Levers are a form of simple machine where a rigid bar can pivot, or rotate, on a fixed point. The fixed point where a lever pivots is called the fulcrum.
Levers provide a mechanical advantage to a force that is being exerted. The mechanical advantage of a lever can increase the input force that is being applied to the object and change the direction of the force.
There are three types of levers that are classified based on the distance the fulcrum is from the input force.
First-Class Levers
First class levers change the direction of the input force
As long as the fulcrum is closer to the output force, first-class levers increase force.
Examples: pliers, seesaws, scissors
Second-Class Levers
Second class levers don't change the direction of the force being applied, but they do increase force.
Examples: doors, nutcrackers, bottle openers
Third-Class Levers
Third-class levers do not change the direction of the input force, but they increase distance.

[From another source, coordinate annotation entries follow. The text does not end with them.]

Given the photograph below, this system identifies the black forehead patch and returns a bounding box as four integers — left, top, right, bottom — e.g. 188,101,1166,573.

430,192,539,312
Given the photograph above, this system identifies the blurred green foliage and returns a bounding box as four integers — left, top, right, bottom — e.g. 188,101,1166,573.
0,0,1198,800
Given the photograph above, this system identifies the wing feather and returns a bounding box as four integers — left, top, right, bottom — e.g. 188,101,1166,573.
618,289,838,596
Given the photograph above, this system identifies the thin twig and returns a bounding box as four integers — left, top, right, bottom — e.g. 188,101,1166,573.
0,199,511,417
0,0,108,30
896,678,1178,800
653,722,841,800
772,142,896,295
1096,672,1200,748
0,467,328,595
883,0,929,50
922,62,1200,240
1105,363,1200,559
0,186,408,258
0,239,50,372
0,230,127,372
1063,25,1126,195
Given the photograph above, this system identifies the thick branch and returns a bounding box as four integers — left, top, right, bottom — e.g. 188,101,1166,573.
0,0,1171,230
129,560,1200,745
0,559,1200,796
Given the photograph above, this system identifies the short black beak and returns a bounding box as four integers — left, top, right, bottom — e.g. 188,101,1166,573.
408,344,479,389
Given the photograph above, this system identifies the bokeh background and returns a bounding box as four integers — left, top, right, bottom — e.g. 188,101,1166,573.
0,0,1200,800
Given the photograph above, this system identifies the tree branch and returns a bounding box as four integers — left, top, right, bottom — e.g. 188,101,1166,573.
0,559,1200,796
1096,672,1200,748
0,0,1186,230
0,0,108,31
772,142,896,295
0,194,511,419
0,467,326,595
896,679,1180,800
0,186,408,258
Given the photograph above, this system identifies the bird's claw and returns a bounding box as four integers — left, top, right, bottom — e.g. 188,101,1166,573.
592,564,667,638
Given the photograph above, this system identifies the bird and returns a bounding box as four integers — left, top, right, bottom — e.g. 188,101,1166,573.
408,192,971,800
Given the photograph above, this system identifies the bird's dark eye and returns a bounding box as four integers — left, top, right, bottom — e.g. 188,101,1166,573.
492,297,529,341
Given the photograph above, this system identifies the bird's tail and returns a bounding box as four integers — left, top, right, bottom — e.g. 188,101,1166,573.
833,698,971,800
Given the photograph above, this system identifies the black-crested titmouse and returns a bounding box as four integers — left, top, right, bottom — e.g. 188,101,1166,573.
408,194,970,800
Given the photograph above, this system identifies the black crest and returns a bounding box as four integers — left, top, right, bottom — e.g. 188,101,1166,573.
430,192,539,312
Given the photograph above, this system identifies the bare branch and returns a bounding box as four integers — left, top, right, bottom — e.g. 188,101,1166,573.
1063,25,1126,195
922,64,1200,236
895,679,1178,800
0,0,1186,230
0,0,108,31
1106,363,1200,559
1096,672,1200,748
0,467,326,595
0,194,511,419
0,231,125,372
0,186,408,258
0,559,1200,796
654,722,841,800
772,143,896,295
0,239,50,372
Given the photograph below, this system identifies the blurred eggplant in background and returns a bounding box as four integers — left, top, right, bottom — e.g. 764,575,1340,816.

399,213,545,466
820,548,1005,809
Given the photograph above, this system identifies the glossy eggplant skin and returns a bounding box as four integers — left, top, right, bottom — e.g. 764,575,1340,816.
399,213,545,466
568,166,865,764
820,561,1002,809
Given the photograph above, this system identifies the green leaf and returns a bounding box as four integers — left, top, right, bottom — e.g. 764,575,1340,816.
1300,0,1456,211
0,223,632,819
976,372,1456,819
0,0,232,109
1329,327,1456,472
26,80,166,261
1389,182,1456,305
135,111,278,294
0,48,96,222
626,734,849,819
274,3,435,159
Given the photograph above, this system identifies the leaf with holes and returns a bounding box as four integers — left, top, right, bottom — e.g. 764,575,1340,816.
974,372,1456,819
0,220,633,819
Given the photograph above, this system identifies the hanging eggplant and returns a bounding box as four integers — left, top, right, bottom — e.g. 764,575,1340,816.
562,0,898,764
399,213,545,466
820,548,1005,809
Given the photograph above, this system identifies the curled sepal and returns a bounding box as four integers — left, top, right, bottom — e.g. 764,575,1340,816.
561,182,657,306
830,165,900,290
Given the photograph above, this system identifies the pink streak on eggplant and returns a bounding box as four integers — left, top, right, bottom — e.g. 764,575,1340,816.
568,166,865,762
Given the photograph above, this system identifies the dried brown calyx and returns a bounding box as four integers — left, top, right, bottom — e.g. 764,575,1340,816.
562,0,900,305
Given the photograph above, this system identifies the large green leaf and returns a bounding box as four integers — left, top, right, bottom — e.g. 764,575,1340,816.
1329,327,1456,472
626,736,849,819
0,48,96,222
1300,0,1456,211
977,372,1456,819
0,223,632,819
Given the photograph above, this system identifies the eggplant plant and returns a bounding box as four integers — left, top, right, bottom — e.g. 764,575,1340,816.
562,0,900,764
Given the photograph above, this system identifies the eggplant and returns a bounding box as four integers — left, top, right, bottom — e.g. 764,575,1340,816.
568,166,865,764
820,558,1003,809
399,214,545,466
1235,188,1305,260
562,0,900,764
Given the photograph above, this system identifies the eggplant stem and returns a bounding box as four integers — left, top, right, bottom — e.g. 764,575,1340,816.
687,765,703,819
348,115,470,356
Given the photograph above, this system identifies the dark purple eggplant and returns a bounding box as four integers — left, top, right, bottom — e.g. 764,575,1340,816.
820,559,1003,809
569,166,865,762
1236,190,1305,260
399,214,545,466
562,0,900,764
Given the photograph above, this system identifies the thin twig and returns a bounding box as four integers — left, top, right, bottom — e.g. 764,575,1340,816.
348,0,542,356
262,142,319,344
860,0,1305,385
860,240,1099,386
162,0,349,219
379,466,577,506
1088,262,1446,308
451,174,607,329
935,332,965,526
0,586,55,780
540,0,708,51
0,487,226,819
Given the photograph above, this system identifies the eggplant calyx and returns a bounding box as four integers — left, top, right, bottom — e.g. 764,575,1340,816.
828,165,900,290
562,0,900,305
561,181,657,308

Examples: baseball bats, shovels, fishing poles
To calculate the mechanical advantage of a lever, divide the distance from the fulcrum to the input force by the distance form the fulcrum to the output force.
ideal mechanical advantage = distance from fulcrum to input force / distance from fulcrum to output force
Example:
I am using a can opener to open a can of peaches. The fulcrum is 2cm from the output force and 10cm from the input force. What is the ideal mechanical advantage of the lever I am using to open the can of peaches?
distance from fulcrum to input force = 10cm
distance from fulcrum to output force = 2cm
ideal mechanical advantage = distance from fulcrum to input force / distance from fulcrum to output force
ideal mechanical advantage = 10cm / 2cm
ideal mechanical advantage = 5
The output force of the lever is 5 times greater than the input force.